Tokyo's Shocking 7.1% Rent Surge: Are You Ready for the Housing Crisis of 2025?

Tokyo's mid-market residential leasing segment continued its upward trajectory in the fourth quarter of 2025, with growth observed across nearly all of the 23 wards, as reported by Savills. Average rents in the Tokyo 23 Wards (23W) increased by 0.2% quarter-on-quarter (QoQ), reaching JPY4,639 per square meter. This translates into a robust annual increase of 7.1%. Notably, all wards, except for Nakano, recorded quarterly rental growth while every ward posted solid year-on-year gains.
Central Five Wards (C5W) have emerged as market leaders, showcasing impressive performance with average rents rising 2.1% QoQ and 9.0% year-on-year (YoY) to JPY5,722 per square meter.
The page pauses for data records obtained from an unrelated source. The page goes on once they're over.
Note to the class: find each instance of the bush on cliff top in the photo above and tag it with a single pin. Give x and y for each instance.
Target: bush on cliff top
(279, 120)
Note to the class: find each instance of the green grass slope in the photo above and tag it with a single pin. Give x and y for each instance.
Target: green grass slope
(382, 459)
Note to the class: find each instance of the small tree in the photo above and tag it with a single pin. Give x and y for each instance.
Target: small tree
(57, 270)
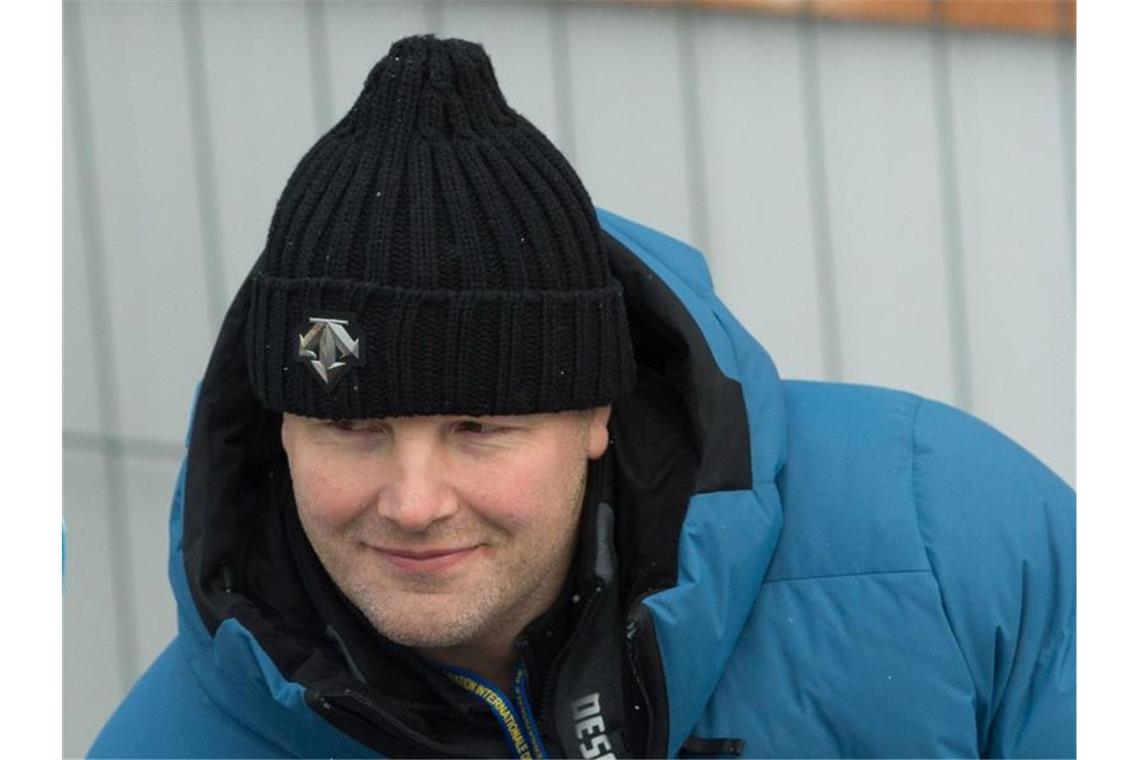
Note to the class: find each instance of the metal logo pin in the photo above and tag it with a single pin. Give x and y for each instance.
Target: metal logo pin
(328, 348)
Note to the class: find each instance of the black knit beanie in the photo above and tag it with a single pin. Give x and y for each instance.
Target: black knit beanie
(434, 253)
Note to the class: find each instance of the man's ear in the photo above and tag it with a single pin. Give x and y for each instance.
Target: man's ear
(597, 436)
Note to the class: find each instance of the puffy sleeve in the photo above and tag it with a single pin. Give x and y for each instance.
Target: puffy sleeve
(999, 530)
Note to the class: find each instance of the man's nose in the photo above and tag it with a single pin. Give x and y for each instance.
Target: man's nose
(417, 492)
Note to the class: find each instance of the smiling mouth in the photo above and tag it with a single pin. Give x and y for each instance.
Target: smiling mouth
(426, 562)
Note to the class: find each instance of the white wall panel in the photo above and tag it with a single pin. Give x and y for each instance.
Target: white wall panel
(516, 37)
(262, 117)
(628, 135)
(760, 248)
(144, 157)
(359, 35)
(92, 669)
(81, 405)
(881, 162)
(1016, 239)
(149, 488)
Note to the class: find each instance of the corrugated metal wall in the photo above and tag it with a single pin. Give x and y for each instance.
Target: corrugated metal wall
(887, 205)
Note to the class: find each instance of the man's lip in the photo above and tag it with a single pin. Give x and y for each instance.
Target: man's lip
(423, 555)
(426, 561)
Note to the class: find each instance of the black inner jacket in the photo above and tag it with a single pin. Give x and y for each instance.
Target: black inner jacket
(246, 556)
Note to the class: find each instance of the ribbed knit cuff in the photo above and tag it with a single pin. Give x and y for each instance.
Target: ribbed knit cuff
(428, 352)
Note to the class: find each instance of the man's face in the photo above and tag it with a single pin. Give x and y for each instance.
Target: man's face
(445, 530)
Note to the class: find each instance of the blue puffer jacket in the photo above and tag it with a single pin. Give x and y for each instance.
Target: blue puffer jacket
(801, 570)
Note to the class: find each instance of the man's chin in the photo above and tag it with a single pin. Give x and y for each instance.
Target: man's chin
(429, 626)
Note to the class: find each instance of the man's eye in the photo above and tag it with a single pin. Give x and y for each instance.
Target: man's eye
(477, 427)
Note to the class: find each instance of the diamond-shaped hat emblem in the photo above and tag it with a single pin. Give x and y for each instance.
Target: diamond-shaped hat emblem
(328, 348)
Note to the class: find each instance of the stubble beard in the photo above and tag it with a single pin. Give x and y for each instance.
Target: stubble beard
(432, 619)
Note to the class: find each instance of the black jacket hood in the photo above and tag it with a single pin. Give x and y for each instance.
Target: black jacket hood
(245, 557)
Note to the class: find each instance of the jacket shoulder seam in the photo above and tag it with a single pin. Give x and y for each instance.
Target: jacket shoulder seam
(917, 501)
(925, 571)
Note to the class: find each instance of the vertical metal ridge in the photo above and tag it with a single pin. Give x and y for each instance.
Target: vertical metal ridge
(103, 336)
(817, 177)
(691, 124)
(563, 86)
(320, 72)
(204, 161)
(953, 253)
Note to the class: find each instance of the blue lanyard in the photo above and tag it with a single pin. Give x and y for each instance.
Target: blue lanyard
(514, 716)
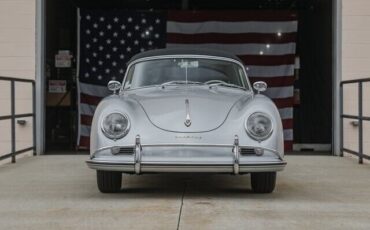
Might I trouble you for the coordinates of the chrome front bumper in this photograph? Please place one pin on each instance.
(161, 158)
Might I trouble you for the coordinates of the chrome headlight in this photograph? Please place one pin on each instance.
(259, 126)
(115, 125)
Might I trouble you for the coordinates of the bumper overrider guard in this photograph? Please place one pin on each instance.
(258, 163)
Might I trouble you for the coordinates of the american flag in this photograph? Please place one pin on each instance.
(264, 40)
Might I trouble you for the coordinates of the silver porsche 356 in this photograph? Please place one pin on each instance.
(186, 111)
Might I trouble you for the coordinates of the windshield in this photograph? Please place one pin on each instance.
(185, 71)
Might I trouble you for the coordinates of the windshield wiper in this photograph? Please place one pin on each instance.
(181, 83)
(226, 85)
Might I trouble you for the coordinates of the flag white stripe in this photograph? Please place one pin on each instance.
(286, 113)
(280, 92)
(244, 48)
(231, 27)
(94, 90)
(270, 71)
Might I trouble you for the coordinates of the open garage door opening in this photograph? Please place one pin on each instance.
(300, 58)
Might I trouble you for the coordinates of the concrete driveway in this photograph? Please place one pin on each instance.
(59, 192)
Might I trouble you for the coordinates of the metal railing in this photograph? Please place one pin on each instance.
(359, 117)
(13, 117)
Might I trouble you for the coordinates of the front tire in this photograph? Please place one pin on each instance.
(263, 182)
(109, 182)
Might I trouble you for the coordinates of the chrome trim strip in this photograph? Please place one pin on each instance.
(166, 168)
(236, 151)
(187, 118)
(137, 155)
(188, 145)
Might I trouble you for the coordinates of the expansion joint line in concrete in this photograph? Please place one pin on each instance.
(182, 203)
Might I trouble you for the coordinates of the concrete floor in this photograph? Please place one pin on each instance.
(59, 192)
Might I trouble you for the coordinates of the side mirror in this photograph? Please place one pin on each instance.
(114, 86)
(260, 86)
Among these C5W:
- Minato exhibited the strongest quarterly increase at 6.7% QoQ.
- Chiyoda and Shinjuku experienced moderate growth of 1.3% QoQ.
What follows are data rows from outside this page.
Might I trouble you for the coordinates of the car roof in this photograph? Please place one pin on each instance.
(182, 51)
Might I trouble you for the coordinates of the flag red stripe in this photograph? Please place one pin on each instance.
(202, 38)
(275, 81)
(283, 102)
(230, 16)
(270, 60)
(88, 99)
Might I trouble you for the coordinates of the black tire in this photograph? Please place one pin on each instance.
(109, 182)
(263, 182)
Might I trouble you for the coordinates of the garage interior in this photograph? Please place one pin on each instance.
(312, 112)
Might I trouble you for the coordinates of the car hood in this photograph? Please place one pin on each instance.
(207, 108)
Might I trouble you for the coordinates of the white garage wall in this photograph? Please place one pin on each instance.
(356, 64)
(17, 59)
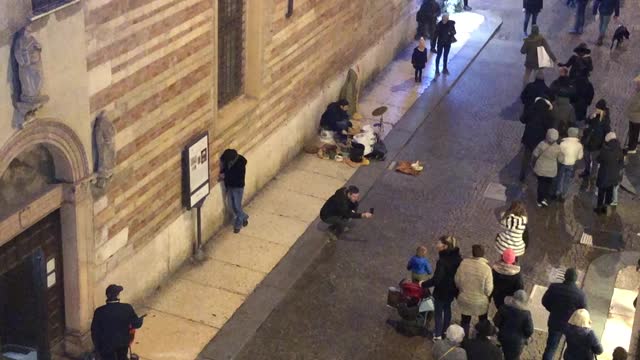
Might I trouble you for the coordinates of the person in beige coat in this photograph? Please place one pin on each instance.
(474, 281)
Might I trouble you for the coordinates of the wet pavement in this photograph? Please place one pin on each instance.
(469, 141)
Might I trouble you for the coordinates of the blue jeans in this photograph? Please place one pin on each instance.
(442, 315)
(553, 340)
(529, 15)
(580, 12)
(563, 180)
(604, 24)
(235, 200)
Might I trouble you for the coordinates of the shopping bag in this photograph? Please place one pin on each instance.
(544, 60)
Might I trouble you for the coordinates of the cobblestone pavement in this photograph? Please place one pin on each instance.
(336, 310)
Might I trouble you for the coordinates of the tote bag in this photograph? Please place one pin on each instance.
(544, 60)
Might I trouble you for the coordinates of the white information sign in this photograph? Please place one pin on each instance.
(198, 171)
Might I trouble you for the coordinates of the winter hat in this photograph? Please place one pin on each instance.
(455, 333)
(508, 256)
(601, 104)
(573, 132)
(570, 276)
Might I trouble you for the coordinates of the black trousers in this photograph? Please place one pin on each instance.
(118, 354)
(442, 49)
(605, 196)
(634, 133)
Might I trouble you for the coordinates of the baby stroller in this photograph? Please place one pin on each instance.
(414, 305)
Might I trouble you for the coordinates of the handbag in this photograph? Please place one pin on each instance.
(544, 61)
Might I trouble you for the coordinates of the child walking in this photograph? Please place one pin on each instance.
(419, 265)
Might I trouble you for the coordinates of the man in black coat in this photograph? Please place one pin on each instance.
(340, 208)
(233, 168)
(111, 324)
(561, 300)
(537, 119)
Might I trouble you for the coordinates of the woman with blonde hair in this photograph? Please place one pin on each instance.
(582, 343)
(514, 224)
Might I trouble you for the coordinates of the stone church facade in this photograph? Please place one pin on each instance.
(253, 74)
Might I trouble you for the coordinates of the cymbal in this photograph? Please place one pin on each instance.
(379, 111)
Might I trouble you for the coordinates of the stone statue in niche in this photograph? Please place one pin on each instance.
(27, 53)
(104, 133)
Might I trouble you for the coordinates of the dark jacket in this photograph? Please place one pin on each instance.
(532, 6)
(445, 33)
(515, 324)
(481, 349)
(234, 172)
(537, 88)
(538, 119)
(580, 65)
(332, 115)
(606, 7)
(582, 344)
(593, 135)
(339, 205)
(110, 326)
(611, 161)
(443, 279)
(429, 11)
(561, 300)
(507, 279)
(419, 58)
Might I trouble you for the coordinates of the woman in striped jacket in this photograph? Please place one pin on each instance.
(514, 223)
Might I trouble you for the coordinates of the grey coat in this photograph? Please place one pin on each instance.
(546, 159)
(441, 347)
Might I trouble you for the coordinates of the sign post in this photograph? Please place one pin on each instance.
(195, 165)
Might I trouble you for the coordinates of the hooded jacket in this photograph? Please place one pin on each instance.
(582, 344)
(475, 282)
(611, 161)
(546, 156)
(339, 205)
(530, 49)
(507, 279)
(443, 279)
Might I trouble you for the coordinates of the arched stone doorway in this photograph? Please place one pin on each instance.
(44, 185)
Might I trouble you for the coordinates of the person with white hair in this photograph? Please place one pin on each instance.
(449, 348)
(582, 342)
(611, 160)
(633, 113)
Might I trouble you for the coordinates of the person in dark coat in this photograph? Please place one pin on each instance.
(611, 160)
(583, 98)
(582, 342)
(561, 300)
(340, 208)
(233, 168)
(531, 10)
(538, 119)
(419, 59)
(515, 325)
(443, 283)
(445, 36)
(427, 18)
(481, 347)
(598, 126)
(605, 8)
(507, 278)
(580, 62)
(336, 117)
(110, 326)
(581, 10)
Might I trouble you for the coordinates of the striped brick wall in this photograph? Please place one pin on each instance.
(151, 65)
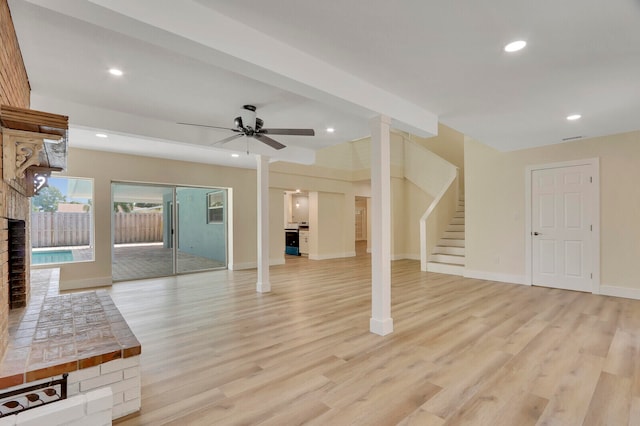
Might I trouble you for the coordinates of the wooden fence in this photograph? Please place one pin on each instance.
(74, 229)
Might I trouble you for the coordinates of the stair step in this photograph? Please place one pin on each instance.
(448, 250)
(447, 258)
(445, 268)
(453, 234)
(451, 242)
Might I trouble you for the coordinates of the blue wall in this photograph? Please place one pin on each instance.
(196, 235)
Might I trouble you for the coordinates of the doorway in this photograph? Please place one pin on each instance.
(163, 230)
(563, 222)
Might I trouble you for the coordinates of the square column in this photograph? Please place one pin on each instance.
(263, 285)
(381, 322)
- Chuo and Shibuya recorded marginal increases of 0.4% and 0.2% QoQ, respectively.
Savills highlighted that demand remains strong in central locations, driven by factors such as wage growth and a trend of employees returning to the office.
The Inner North submarket saw the most notable quarterly expansion among all submarkets, increasing by 2.6% QoQ and 9.8% YoY to JPY4,896 per square meter. In this area:
- Bunkyo saw rents rise by 4.0% QoQ.
- Toshima experienced a growth of 1.2% QoQ.
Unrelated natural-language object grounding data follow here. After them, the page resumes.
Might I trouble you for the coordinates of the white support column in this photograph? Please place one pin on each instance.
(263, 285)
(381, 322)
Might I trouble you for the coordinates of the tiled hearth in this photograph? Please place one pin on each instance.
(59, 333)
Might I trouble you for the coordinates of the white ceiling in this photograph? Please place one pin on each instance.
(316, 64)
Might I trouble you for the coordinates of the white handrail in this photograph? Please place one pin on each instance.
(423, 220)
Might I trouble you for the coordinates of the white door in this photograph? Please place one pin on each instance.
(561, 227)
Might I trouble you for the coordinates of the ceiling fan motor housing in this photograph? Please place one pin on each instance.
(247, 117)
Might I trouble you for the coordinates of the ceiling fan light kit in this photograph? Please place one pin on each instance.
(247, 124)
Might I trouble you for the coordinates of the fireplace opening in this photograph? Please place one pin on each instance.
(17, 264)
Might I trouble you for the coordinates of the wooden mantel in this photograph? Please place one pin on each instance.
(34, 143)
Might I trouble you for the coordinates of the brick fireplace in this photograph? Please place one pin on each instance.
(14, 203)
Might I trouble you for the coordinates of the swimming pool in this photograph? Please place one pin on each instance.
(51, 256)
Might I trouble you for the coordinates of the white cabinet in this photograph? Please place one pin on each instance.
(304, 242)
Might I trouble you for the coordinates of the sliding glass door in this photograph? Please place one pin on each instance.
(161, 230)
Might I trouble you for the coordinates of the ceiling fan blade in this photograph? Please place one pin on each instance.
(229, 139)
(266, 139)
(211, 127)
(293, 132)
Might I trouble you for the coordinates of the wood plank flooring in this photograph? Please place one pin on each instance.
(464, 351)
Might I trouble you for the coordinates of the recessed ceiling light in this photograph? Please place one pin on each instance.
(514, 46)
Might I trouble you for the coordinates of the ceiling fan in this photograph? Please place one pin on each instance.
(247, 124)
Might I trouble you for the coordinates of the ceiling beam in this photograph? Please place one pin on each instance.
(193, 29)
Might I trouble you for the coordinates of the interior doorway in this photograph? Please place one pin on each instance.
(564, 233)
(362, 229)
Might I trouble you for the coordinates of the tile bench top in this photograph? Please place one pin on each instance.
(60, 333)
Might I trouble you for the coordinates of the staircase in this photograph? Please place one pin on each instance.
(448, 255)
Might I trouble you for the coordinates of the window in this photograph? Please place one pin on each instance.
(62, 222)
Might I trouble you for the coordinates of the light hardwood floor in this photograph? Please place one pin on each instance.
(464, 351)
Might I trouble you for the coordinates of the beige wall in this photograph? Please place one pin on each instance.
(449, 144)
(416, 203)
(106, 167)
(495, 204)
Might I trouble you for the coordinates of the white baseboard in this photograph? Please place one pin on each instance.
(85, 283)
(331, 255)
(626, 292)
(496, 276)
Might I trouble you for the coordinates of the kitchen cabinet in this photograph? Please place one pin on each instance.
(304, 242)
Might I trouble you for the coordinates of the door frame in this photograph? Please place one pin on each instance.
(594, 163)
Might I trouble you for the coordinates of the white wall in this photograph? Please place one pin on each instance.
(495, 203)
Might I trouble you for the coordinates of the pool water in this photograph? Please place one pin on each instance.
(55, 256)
These figures underline the sustained tenant demand in well-connected residential districts.
Meanwhile, the South and West submarkets also showed steady gains. In the South, average rents climbed 1.7% QoQ and 8.2% YoY to JPY4,816 per square meter. Noteworthy quarterly gains include:
- Ota, with the largest increase at 4.5%.
- Meguro, following with a 2.1% QoQ growth.
- Shinagawa and Setagaya saw more modest increases of 0.5% and 0.1%, respectively.
The West submarket saw a rise of 1.0% QoQ and 7.8% YoY, reaching JPY4,276 per square meter. Here, Nerima led the quarterly gains at 4.1%, while Suginami remained flat and Nakano experienced a slight decline of 0.5% QoQ, though it still achieved a robust annual growth of 8.4%.
In the Eastern and Outer submarkets, growth was observed but at a more gradual pace. The Inner East submarket recorded a rental growth of 0.5% QoQ and 8.1% YoY to JPY4,538 per square meter, with Taito and Koto both posting 0.6% QoQ growth, while Sumida saw a marginal 0.1% increase. The Outer North submarket experienced a climb of 2.2% QoQ and 6.5% YoY to JPY4,056 per square meter, driven by Kita's increase of 2.8% QoQ and Itabashi's rise of 1.6% QoQ. In the Outer East submarket, rents grew 1.0% QoQ and 7.0% YoY to JPY3,849 per square meter, with Katsushika showing the largest quarterly gain at 1.6%, followed by Arakawa and Adachi with increases of 1.3% and 0.9%, respectively.
The broad-based rental growth indicates a strong and resilient leasing market in Tokyo's mid-market residential segment. Savills' data emphasizes that both central and peripheral wards are experiencing solid annual increases. While the quarterly growth rates vary by submarket, the overall trajectory remains positive, supported by steady demand, demographic inflows, and constrained housing alternatives. This resilience reinforces the strength of Tokyo's leasing market as it heads into 2026.